- Pain. Query performance can degrade so gradually that no single run ever crosses an alert threshold, until months of small drift compound into a genuinely expensive query nobody flagged.
- Who it is for. Analytics engineers and data platform leads owning long-lived Snowflake queries.
- What it is. The Enterprise Platform's Query Insights surface tracks a query's hash over time and flags when its diagnosis changes run to run.
Drift Is The Class Of Cost Regression Nobody Catches
A gaming analytics team runs a nightly query that powers a daily-active-users report. Six months ago the query took twelve minutes; today it takes forty. No single week showed a big jump; every week added a couple of minutes as the upstream event table grew. The team never noticed because nobody watches a query at that resolution, and the dashboard showing "query duration over time" is a straight line to nobody on the team.
The pattern is a query with a slow trend and no attribution for when the trend started. The query-hash run history is the surface that names the run.
Snowflake's Query Hash Is The Identity
Snowflake computes a query hash on every execution: identical query text (with literals normalised out) maps to the same hash. The Query Insights page uses that hash as the primary key for the Groups tab. Groups are named automatically ("group name auto-generated using Generative AI", per the doc). Each group carries a run history: every execution of that query hash, with its cost, duration, warehouse, and insight.

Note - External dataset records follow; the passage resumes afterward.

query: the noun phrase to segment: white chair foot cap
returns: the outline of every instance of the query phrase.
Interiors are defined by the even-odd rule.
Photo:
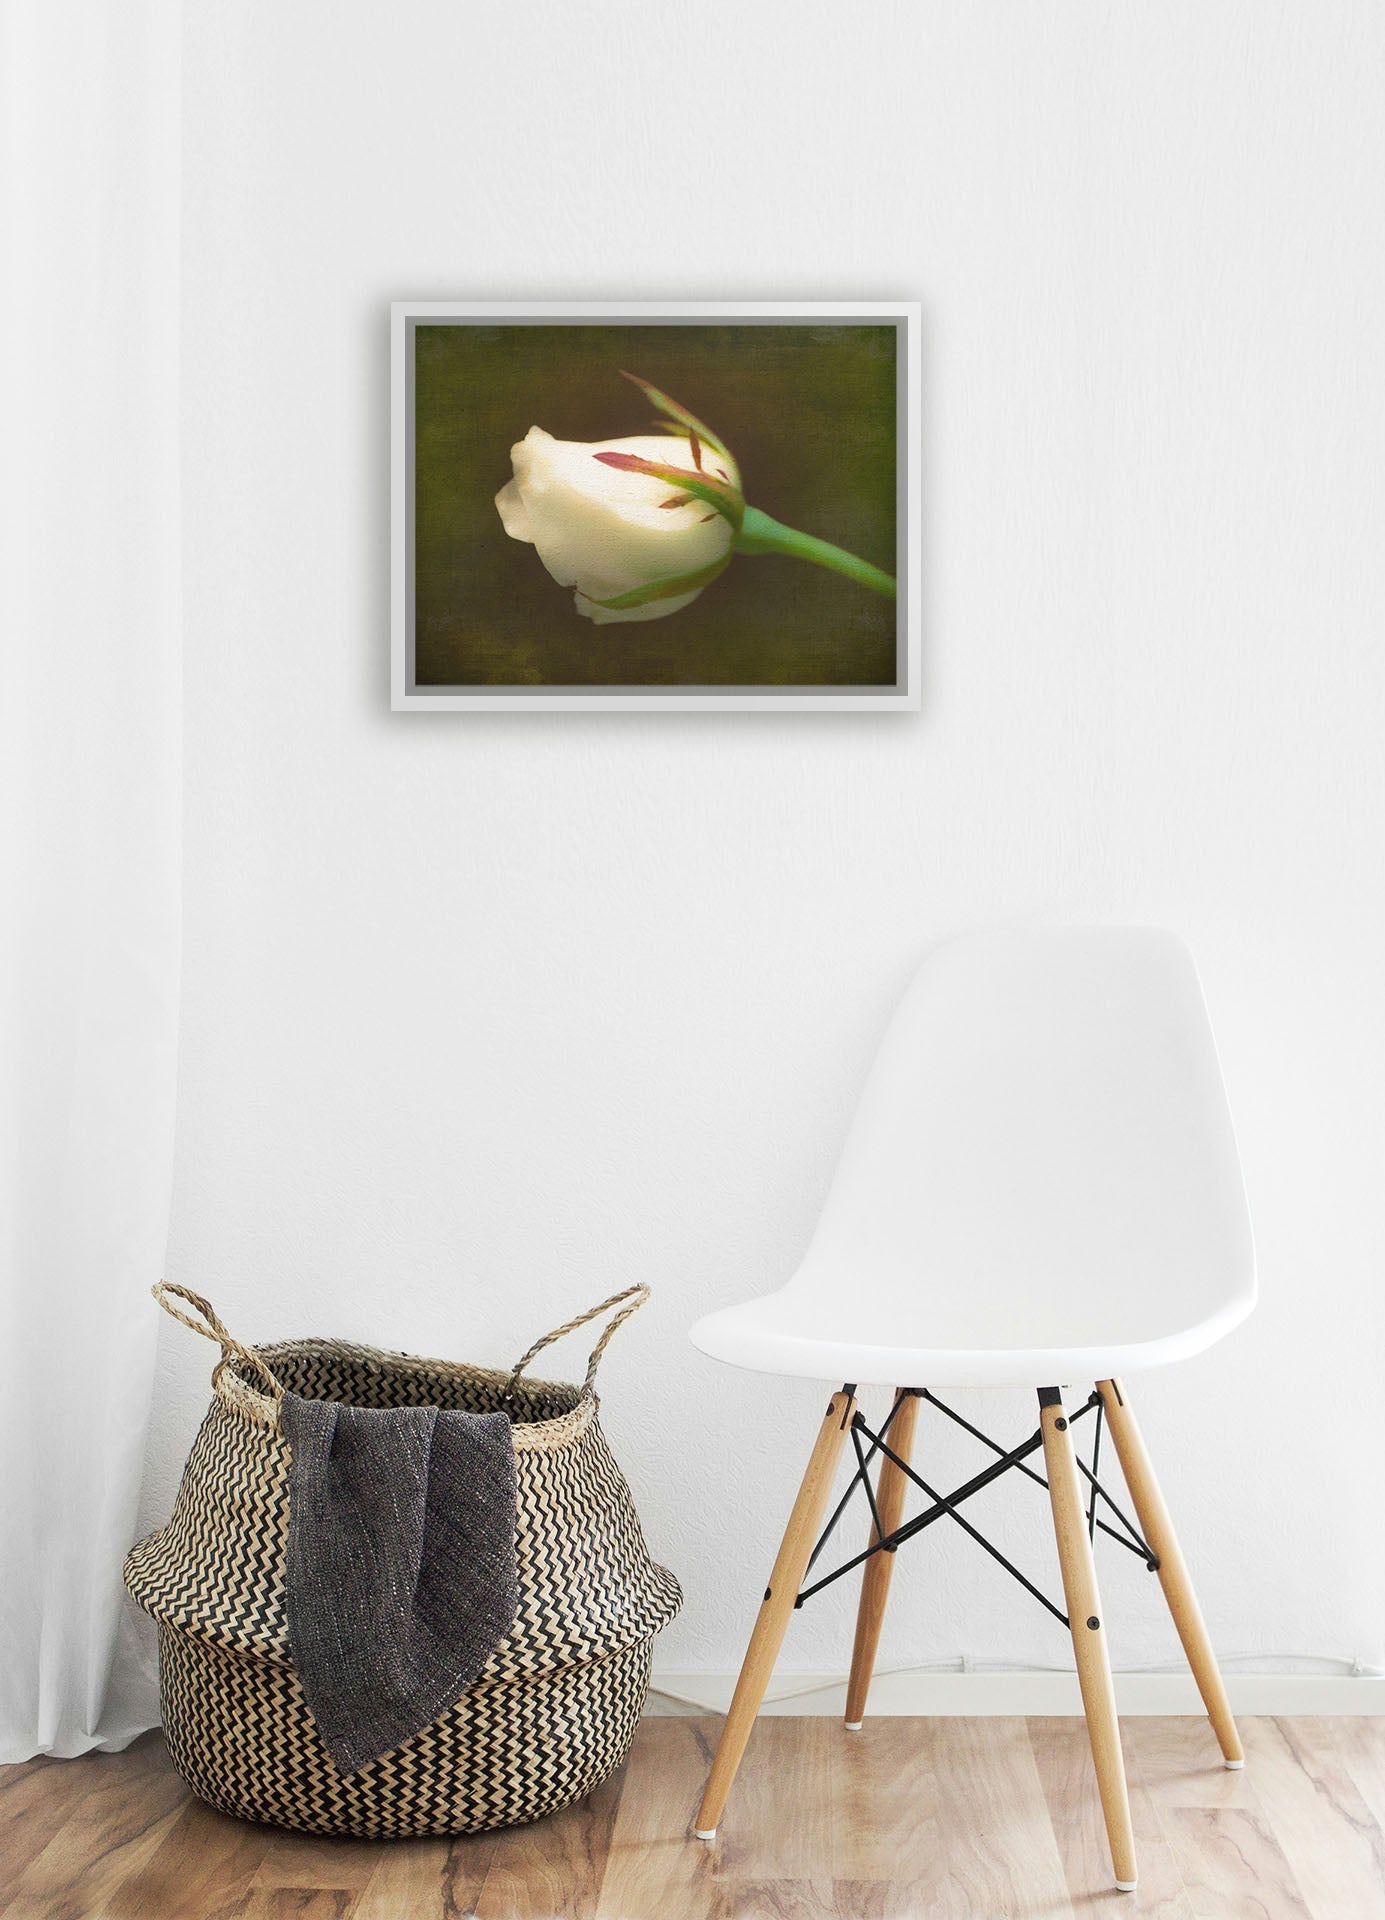
[[[1222,1765],[1226,1768],[1226,1771],[1228,1773],[1239,1773],[1241,1771],[1241,1768],[1245,1765],[1245,1761],[1244,1760],[1223,1760]]]
[[[715,1827],[694,1827],[693,1833],[699,1840],[715,1840],[717,1837]]]
[[[848,1720],[846,1722],[846,1730],[848,1733],[859,1733],[863,1724],[864,1722],[860,1720]]]
[[[1139,1886],[1139,1884],[1140,1883],[1138,1880],[1117,1880],[1116,1892],[1117,1893],[1133,1893],[1136,1887]]]

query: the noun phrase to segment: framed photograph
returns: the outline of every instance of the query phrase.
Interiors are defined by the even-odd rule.
[[[919,703],[919,309],[397,301],[397,710]]]

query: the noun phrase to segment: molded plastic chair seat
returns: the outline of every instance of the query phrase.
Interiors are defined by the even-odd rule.
[[[918,1386],[1108,1379],[1255,1304],[1191,955],[1150,928],[938,948],[882,1043],[811,1246],[692,1329],[765,1372]]]
[[[1132,1338],[1135,1330],[1127,1327],[1123,1339],[1112,1329],[1107,1338],[1093,1340],[1093,1328],[1064,1324],[1050,1303],[1036,1301],[1026,1321],[1006,1322],[1001,1346],[994,1344],[1001,1329],[978,1325],[975,1313],[941,1313],[917,1302],[907,1323],[899,1315],[872,1323],[849,1303],[836,1313],[833,1305],[800,1305],[784,1288],[709,1314],[694,1327],[693,1339],[714,1360],[733,1366],[858,1386],[901,1380],[929,1387],[1067,1386],[1186,1359],[1220,1340],[1250,1310],[1237,1302],[1193,1327],[1150,1325],[1143,1338]]]

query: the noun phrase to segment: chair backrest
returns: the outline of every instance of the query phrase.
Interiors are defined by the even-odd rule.
[[[1191,954],[1014,929],[924,961],[786,1291],[930,1346],[1157,1339],[1254,1300],[1245,1190]]]

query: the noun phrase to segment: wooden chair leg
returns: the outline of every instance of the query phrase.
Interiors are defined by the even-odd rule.
[[[1197,1681],[1198,1692],[1207,1709],[1207,1718],[1212,1722],[1212,1730],[1221,1746],[1222,1758],[1228,1767],[1243,1767],[1246,1763],[1245,1753],[1232,1717],[1231,1702],[1226,1697],[1226,1688],[1217,1670],[1216,1656],[1207,1637],[1202,1610],[1193,1592],[1193,1583],[1188,1578],[1187,1562],[1178,1545],[1169,1510],[1164,1505],[1164,1496],[1159,1491],[1159,1482],[1154,1477],[1144,1438],[1131,1412],[1129,1397],[1119,1380],[1098,1380],[1097,1392],[1105,1405],[1106,1425],[1115,1443],[1116,1457],[1121,1463],[1125,1484],[1130,1489],[1136,1518],[1159,1562],[1159,1584],[1164,1589],[1173,1624],[1183,1642],[1183,1651],[1193,1670],[1193,1678]]]
[[[1135,1888],[1135,1838],[1130,1826],[1130,1796],[1125,1784],[1120,1724],[1116,1719],[1116,1690],[1111,1681],[1096,1564],[1087,1535],[1087,1516],[1078,1484],[1072,1435],[1063,1412],[1062,1396],[1056,1387],[1046,1387],[1039,1394],[1039,1423],[1044,1437],[1053,1531],[1063,1570],[1063,1594],[1073,1652],[1077,1656],[1077,1678],[1082,1688],[1082,1707],[1087,1716],[1087,1737],[1092,1743],[1106,1837],[1111,1846],[1116,1885],[1122,1893],[1131,1893]]]
[[[716,1836],[717,1822],[721,1819],[726,1797],[741,1764],[741,1755],[750,1738],[750,1729],[755,1724],[760,1702],[765,1697],[765,1688],[769,1685],[770,1674],[779,1656],[784,1629],[793,1612],[808,1556],[822,1524],[837,1456],[842,1450],[842,1442],[855,1412],[856,1402],[849,1393],[834,1393],[828,1402],[822,1425],[818,1428],[817,1441],[803,1476],[803,1484],[798,1489],[793,1512],[789,1515],[789,1524],[784,1530],[774,1571],[765,1588],[765,1597],[760,1603],[755,1631],[750,1636],[750,1645],[741,1662],[740,1678],[731,1697],[712,1770],[707,1776],[702,1805],[698,1808],[693,1828],[699,1840],[711,1840]]]
[[[894,1397],[899,1411],[890,1421],[889,1443],[901,1460],[908,1460],[913,1452],[914,1427],[918,1422],[918,1395],[907,1392],[903,1387],[896,1387]],[[893,1533],[903,1518],[904,1496],[908,1489],[909,1476],[901,1472],[893,1460],[883,1460],[875,1504],[880,1510],[880,1522],[886,1533]],[[870,1523],[870,1537],[872,1540],[880,1537],[876,1533],[874,1519]],[[894,1562],[892,1553],[873,1553],[861,1575],[861,1601],[856,1609],[856,1644],[851,1649],[851,1678],[846,1688],[846,1725],[849,1733],[859,1733],[861,1722],[866,1717],[866,1695],[870,1691],[871,1675],[875,1672],[875,1655],[880,1645],[880,1629],[885,1623],[885,1602],[890,1597]]]

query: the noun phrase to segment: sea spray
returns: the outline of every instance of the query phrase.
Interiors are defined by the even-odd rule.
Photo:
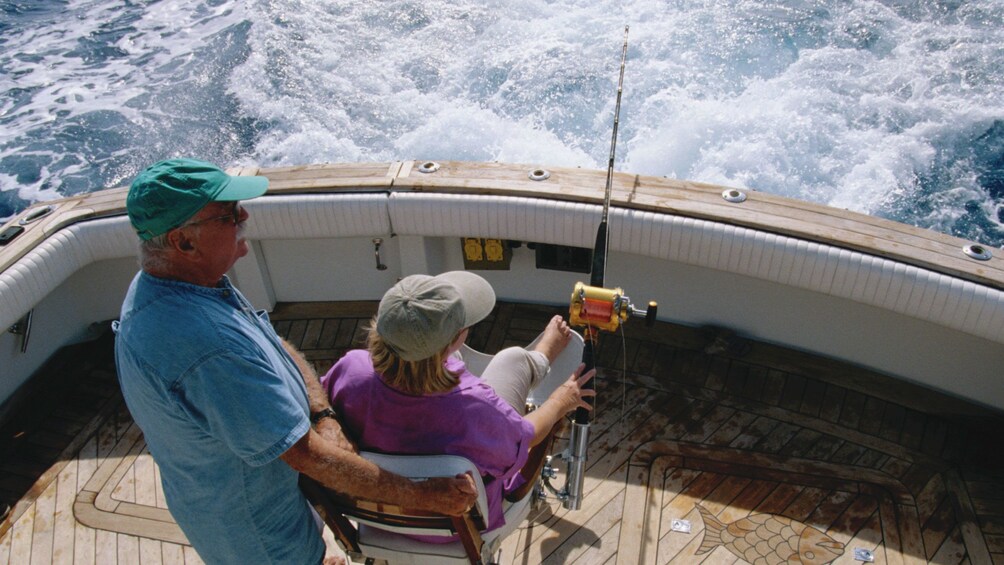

The identity is the hash; the history is the sequence of runs; the diff is the change between the sequence's own rows. The query becomes a time series, not a single row.
The Insight Itself Moves Between Runs
The Query Insights catalogue is not static labels; each run gets classified with a specific insight from the platform's anti-pattern taxonomy. That taxonomy includes patterns like warehouse_resize_prospect, query_with_local_spillage, query_timed_out, and query_retried_by_warehouse (see the Snowflake anti-patterns article for the full list).
A query that used to earn warehouse_resize_prospect and later earns query_timed_out is a specific narrative: the platform saw the query as a candidate to resize the warehouse for, then saw it exceed the warehouse's real timeout. That is a regression with a shape, not just a rising cost line. The run history shows the transition, so the RCA reads "run at 2026-06-14 was the first time the query produced query_timed_out, previous runs consistently produced warehouse_resize_prospect". The insight is the diagnostic, and the diagnostic moves.

The Groups Tab Is The Audit List
Groups are the audit list: one row per query hash, sorted by cumulative cost or by trend. For the query the team never noticed, the Group row shows a cost line that grew over months and a current insight that no longer matches the insights from a quarter ago. Clicking into the Group opens the run history, and the run history reads left-to-right as the query's own biography.
For queries that are important to a team, the Group becomes a subscription target: the team-alert article covers the subscription pipeline that can fire when a Group's cost breaches a threshold. The audit list becomes the alert target.
Complementary To The Paste-A-Query-ID Rewrite
The query-hash history diagnoses; the Studio flow rewrites. The paste-a-query-ID article covers the surface where an engineer takes a specific query ID from the Group's run history and gets a rewritten version with expected impact. The two surfaces read the same account and reference the same query object. Diagnosis and treatment share the query.
What Lands When The Query Becomes A Time Series
Snowflake's query hash is the query's identity across runs. The Query Insights Groups tab reads that identity and shows one row per hash with its cost history, current insight, and previous-run insight. The transition between insights is the regression signal the static cost dashboard misses. The workload RCA article covers the zoomed-out version at workload level; this article is the query-level version. The query stops being one row; it becomes a timeline with its own regressions.